Sometimes I feel like describing ‘play’ is like drawing the wind. You can recognise it, you know what it looks and feels like, but it is somehow nebulous and hard to pin down.
I have been working in the field of play and playwork for nearly fifteen years and yet I have still to find just one way to describe what play is. I love the fact that all you need is a handful of playworkers (and maybe a bottle of something) and ask, “What is play?” and they’ll be at it for hours!
A few weeks ago my friend Kirsty and I delivered a workshop for the Institute of Outdoor Learning on playfulness and flow states. We were exploring how an understanding of theories can help learners in a range of environments.
“‘Play’ is a term employed in psychology and ethology to describe to a range of voluntary, intrinsically motivated activities normally associated with recreational pleasure and enjoyment.”

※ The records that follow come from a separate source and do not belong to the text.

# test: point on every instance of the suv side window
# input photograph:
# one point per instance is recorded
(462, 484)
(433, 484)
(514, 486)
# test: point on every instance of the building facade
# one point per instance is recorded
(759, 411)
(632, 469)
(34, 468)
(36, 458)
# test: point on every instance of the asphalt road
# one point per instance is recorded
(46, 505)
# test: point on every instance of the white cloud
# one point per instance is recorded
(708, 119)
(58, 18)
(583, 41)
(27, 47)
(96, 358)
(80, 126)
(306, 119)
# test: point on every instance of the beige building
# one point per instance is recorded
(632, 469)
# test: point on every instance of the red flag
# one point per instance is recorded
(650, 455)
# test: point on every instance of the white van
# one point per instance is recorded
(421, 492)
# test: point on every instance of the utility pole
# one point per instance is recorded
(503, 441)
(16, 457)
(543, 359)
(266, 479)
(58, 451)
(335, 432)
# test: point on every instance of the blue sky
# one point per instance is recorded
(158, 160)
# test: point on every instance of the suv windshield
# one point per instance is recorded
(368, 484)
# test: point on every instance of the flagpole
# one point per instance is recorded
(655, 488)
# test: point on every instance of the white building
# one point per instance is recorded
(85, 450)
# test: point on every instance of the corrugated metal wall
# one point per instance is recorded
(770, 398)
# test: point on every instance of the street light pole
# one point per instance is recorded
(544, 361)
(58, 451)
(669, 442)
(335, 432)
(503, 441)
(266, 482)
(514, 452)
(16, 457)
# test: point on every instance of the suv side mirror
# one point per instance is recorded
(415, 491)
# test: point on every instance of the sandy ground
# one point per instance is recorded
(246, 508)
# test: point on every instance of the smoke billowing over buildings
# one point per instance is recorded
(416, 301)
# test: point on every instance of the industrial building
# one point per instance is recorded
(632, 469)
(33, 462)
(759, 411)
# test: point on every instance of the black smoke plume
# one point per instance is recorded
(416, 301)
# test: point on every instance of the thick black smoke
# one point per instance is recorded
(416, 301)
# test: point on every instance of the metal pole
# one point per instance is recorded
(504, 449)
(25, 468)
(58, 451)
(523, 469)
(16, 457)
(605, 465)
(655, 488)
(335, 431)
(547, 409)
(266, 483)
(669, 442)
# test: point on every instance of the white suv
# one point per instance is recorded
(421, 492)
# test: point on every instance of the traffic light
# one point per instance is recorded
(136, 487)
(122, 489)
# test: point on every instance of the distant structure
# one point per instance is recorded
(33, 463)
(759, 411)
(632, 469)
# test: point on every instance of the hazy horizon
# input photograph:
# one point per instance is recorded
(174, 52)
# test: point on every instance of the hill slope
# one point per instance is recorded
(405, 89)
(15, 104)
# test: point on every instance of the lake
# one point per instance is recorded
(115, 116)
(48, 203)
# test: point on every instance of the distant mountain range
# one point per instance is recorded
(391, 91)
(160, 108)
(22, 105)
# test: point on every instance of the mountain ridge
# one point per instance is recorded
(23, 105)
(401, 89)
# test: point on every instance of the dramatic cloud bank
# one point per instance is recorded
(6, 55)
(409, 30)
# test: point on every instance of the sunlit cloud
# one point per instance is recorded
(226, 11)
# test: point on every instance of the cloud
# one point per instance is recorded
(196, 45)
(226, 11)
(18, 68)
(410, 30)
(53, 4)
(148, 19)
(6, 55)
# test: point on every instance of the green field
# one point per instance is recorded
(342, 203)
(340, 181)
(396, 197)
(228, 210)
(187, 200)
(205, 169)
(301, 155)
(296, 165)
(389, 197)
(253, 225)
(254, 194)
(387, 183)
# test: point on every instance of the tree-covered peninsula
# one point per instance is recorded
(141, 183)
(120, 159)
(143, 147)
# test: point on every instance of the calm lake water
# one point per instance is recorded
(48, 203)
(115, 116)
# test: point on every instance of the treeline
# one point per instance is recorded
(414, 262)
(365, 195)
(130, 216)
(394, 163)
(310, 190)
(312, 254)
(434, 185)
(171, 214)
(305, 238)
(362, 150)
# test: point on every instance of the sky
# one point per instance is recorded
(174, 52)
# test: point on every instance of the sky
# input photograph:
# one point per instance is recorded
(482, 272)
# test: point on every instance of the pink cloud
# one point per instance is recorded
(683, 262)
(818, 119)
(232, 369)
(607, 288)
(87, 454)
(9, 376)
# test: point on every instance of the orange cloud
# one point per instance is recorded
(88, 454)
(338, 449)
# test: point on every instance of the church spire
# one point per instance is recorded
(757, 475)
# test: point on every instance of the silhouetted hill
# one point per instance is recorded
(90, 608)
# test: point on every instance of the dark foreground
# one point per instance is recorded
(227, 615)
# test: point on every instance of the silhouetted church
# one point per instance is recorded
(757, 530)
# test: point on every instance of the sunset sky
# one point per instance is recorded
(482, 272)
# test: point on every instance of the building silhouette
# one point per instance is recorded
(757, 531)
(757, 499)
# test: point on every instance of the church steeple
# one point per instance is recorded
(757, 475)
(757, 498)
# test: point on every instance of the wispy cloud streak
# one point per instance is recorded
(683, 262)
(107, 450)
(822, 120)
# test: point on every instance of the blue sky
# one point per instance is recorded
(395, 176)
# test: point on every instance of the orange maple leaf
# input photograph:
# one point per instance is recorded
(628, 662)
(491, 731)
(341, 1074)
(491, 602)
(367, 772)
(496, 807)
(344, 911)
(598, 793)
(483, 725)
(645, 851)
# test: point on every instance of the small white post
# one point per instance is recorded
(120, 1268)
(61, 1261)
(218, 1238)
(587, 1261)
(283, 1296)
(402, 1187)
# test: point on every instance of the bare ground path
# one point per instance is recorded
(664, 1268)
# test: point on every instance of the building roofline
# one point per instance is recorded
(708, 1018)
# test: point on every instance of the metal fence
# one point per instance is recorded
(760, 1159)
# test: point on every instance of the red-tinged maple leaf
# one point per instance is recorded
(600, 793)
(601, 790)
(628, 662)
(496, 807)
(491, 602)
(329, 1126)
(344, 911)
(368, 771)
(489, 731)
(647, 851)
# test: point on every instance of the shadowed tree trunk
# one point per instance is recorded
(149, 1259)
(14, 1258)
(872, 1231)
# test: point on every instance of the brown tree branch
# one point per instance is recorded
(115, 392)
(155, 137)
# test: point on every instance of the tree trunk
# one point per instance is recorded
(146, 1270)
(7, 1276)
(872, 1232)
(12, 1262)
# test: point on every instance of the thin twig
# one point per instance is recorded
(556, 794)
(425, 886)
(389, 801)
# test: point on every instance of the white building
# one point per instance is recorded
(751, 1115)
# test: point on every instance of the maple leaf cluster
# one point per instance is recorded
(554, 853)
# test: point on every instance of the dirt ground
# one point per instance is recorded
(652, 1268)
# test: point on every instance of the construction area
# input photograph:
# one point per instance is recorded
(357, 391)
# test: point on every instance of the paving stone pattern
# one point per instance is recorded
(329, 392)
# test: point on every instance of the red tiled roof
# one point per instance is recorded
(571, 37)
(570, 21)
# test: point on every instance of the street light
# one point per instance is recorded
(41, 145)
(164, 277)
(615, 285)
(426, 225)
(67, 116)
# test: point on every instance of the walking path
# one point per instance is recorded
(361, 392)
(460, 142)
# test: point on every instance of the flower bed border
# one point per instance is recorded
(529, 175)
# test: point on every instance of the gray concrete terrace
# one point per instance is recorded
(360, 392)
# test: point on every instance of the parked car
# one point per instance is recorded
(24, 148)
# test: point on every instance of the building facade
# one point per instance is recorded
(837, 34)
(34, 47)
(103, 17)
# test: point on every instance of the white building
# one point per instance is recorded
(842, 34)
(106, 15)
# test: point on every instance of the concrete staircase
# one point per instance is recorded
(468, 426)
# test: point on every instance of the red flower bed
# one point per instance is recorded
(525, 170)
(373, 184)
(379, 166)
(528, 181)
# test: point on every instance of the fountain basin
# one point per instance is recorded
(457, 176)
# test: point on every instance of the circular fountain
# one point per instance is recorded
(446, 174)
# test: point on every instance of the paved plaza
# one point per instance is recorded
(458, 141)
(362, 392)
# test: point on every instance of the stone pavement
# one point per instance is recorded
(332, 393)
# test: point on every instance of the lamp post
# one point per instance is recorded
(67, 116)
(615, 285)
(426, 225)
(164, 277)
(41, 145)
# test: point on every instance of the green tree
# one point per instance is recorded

Which sums up the feeling we were trying to convey through our workshop, that children and young people get so much out of being able to direct their activities into something that holds their involvement, that it is important for children and adults too to be allowed to play. In recent years I have been doing more work in formal learning environments and I really see the value of the spirit of playfulness I bring to the work I do. The aspect of play or playfulness that really appeals to me, especially when I was considering how it motivates and engages learners, is the state of immersion and engagement that a child at play can enter, when the real world is lost to them and they understand totally what the rules are. Even if there are other agendas that the teachers or facilitators are trying to manage, there are still benefits to following the children into that zone, that place of immersion.
I heard a comedian talking about improvisational comedy and he was saying how improv can be made to work if the people taking part in it follow the rule of “Yes! and….” basically, if you take whatever is offered and try to build on then you get to a more interesting, and in their case funny and surreal, place. That really strikes a chord! I know from my own teaching, training and playing that when something comes up from the group you have two choices, one is to try and shut it down and bring people back. The other is to accept what is offered, “Yes! and….” to go with the new direction. Let things come back to the starting point naturally and allow people feel more included and involved with what they are learning. Even when there is a very specific outcome you can still get to the same end point by following the meanders that include other people’s ideas rather than sticking only with your own route.
Playfulness for me is about being responsive and flexible, embracing the unpredictable nature of the world and the people in it. What do play and playfulness mean to you?